Above are the examples we made in our run:
# You can also use any audio from a file. Make sure to trim the file if it is too long!
prompt_waveform, prompt_sr = torchaudio.load("./assets/bach.mp3") ## <-- Path here
prompt_duration = 2
prompt_waveform = prompt_waveform[..., :int(prompt_duration * prompt_sr)]
output = model.generate_continuation(prompt_waveform, prompt_sample_rate=prompt_sr, progress=True)
display_audio(output, sample_rate=32000)
Finally, let's try this with our own music, rather than a synthetic signal. Let's use the code above, but replace the path to the song with one in our own library. For our example, we used a snippet from Ratatat's Shempi for a 30 second sample. Check it out below:
Text-conditional generation
Now, rather than using a song input as initial, let's try using text. This will allow us to get a greater degree of control over the songs genre, instruments, tempo, etc. with simple text.
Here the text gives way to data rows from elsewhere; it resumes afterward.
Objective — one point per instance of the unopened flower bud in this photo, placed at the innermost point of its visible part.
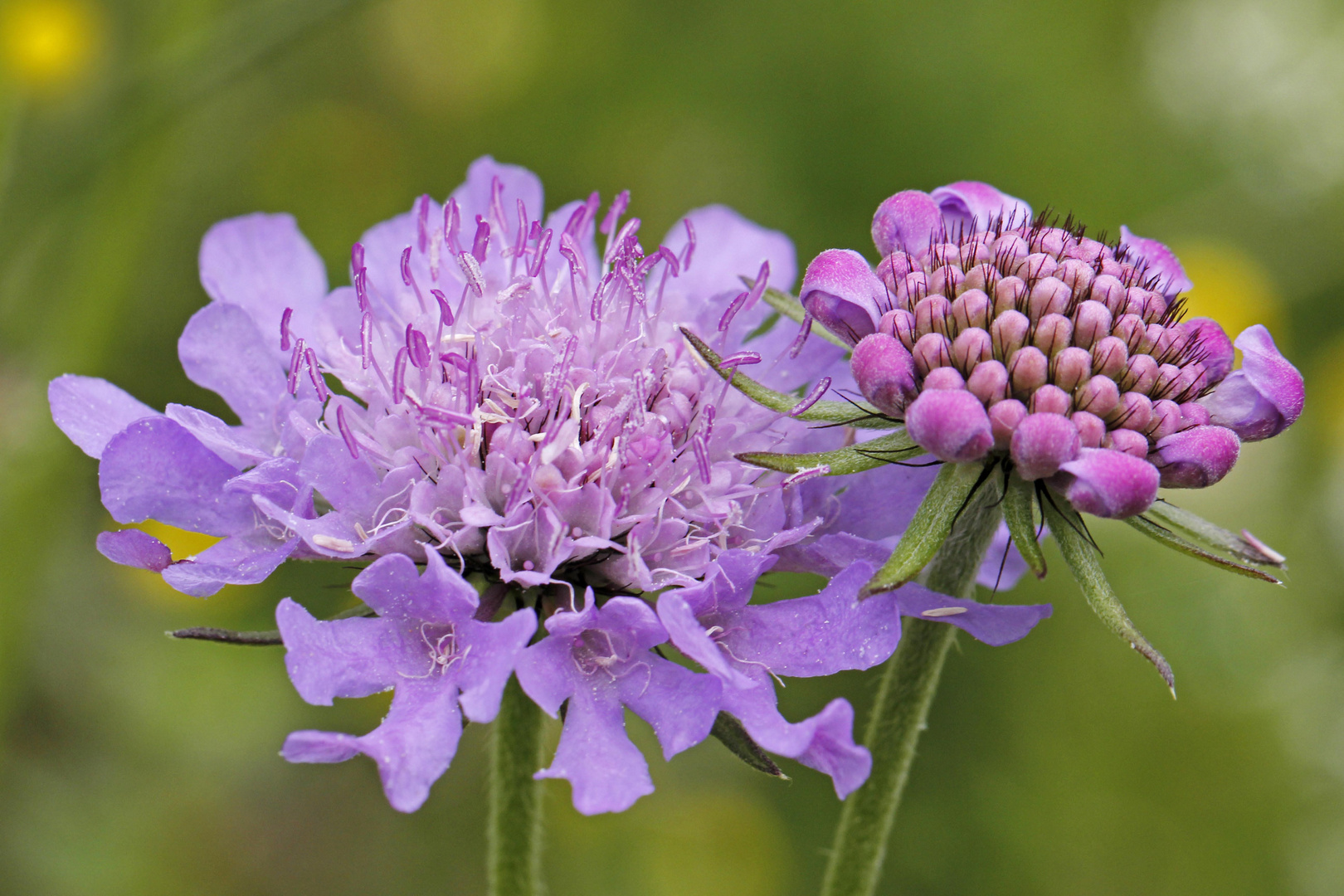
(1027, 371)
(1042, 442)
(951, 425)
(971, 347)
(884, 373)
(1008, 334)
(1070, 368)
(1108, 484)
(972, 309)
(932, 314)
(1099, 395)
(930, 353)
(1004, 418)
(1092, 323)
(1109, 356)
(988, 382)
(1196, 457)
(1127, 441)
(1092, 429)
(1051, 399)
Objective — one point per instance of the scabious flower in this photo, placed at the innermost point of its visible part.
(995, 334)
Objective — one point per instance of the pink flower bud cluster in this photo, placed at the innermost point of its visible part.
(991, 334)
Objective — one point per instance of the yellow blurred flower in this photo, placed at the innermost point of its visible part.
(49, 42)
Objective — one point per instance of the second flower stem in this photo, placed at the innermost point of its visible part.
(908, 681)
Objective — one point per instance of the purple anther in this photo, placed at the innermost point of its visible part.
(1054, 334)
(1098, 395)
(806, 476)
(418, 347)
(1051, 399)
(1108, 484)
(1092, 429)
(988, 382)
(399, 375)
(472, 270)
(481, 242)
(362, 289)
(1042, 442)
(422, 223)
(452, 225)
(1198, 457)
(1127, 441)
(615, 212)
(932, 314)
(702, 457)
(1010, 296)
(346, 431)
(1027, 371)
(366, 340)
(972, 309)
(316, 375)
(1008, 334)
(446, 314)
(741, 359)
(951, 425)
(732, 310)
(1070, 368)
(689, 243)
(1004, 418)
(811, 398)
(284, 329)
(971, 348)
(884, 373)
(930, 353)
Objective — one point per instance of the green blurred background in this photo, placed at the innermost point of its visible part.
(1055, 766)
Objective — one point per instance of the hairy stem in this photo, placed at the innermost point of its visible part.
(514, 835)
(908, 681)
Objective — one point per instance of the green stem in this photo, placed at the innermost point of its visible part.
(908, 683)
(514, 833)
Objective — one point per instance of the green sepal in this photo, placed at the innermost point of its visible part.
(1210, 535)
(1172, 540)
(739, 743)
(793, 309)
(1019, 503)
(840, 412)
(1083, 561)
(929, 528)
(854, 458)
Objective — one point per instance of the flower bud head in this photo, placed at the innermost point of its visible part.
(884, 373)
(1042, 442)
(1108, 484)
(951, 425)
(1198, 457)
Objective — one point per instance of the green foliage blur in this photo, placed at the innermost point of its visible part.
(130, 765)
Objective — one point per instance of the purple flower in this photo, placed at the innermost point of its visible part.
(746, 646)
(426, 646)
(1001, 338)
(600, 660)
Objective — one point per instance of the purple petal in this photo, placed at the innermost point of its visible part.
(969, 206)
(841, 292)
(678, 703)
(223, 349)
(908, 222)
(264, 265)
(158, 470)
(339, 659)
(134, 548)
(1161, 262)
(605, 770)
(90, 410)
(993, 624)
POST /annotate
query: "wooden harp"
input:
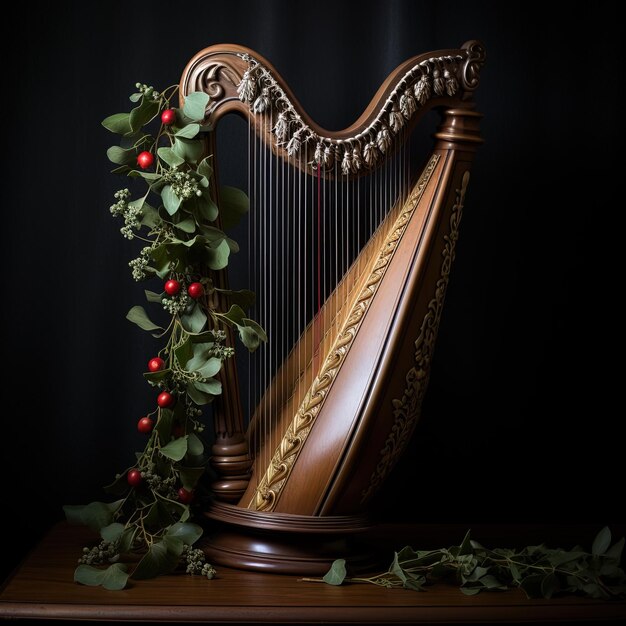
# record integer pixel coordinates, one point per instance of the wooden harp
(351, 254)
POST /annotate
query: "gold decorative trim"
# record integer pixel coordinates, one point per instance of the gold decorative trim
(269, 489)
(407, 410)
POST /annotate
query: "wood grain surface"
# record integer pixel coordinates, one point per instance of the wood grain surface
(42, 587)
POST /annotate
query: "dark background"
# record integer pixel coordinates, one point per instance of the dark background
(523, 415)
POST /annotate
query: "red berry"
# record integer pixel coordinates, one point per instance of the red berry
(168, 116)
(165, 399)
(134, 478)
(145, 425)
(145, 160)
(185, 496)
(195, 290)
(156, 364)
(172, 287)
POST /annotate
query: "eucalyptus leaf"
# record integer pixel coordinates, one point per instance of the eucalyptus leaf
(210, 368)
(189, 131)
(170, 157)
(118, 123)
(195, 445)
(175, 449)
(150, 216)
(113, 578)
(184, 352)
(207, 208)
(217, 257)
(96, 515)
(164, 424)
(195, 320)
(187, 225)
(171, 201)
(143, 114)
(336, 574)
(112, 532)
(120, 156)
(191, 150)
(470, 591)
(195, 106)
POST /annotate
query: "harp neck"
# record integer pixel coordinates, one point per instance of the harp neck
(241, 81)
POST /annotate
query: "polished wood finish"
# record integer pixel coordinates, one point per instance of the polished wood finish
(349, 405)
(43, 588)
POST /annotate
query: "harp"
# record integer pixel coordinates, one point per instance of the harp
(350, 258)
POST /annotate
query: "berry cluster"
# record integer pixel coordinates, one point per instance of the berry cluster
(104, 552)
(196, 562)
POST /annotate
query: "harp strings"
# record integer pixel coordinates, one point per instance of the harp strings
(310, 238)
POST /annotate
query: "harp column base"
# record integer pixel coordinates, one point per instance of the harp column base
(285, 544)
Use the code below to run text-conditional generation with MusicGen.
from audiocraft.utils.notebook import display_audio
output = model.generate(
descriptions=[
'80s pop track with bassy drums and synth',
'90s rock song with loud guitars and heavy drums',
],
progress=True
)
display_audio(output, sample_rate=32000)
Here are the examples we received from our run:
Melody Conditional Generation
Now, let's combine everything together in a single run. This way, we can augment our existing song with a text controlled extension of the original track. Run the code below to get a sample using the provided Bach track, or substitute your own.
import torchaudio
from audiocraft.utils.notebook import display_audio
model = MusicGen.get_pretrained('melody')
model.set_generation_params(duration=30)
melody_waveform, sr = torchaudio.load("/notebooks/assets/bach.mp3")
melody_waveform = melody_waveform.unsqueeze(0)
output = model.generate_with_chroma(
descriptions=[
'Ratatat song',
],
melody_wavs=melody_waveform,
melody_sample_rate=sr,
progress=True
)
display_audio(output, sample_rate=32000)
Listen to the original, and modified samples below:
Closing thoughts
MusicGen is a really incredible model. It represents a substantive step forward for music synthesis, in the same way stable diffusion and GPT did for image and text synthesis. Look out in coming months for this model to be iterated on heavily as open source developers seek to augment and capitalize on the massive success achieved here by Meta Labs research.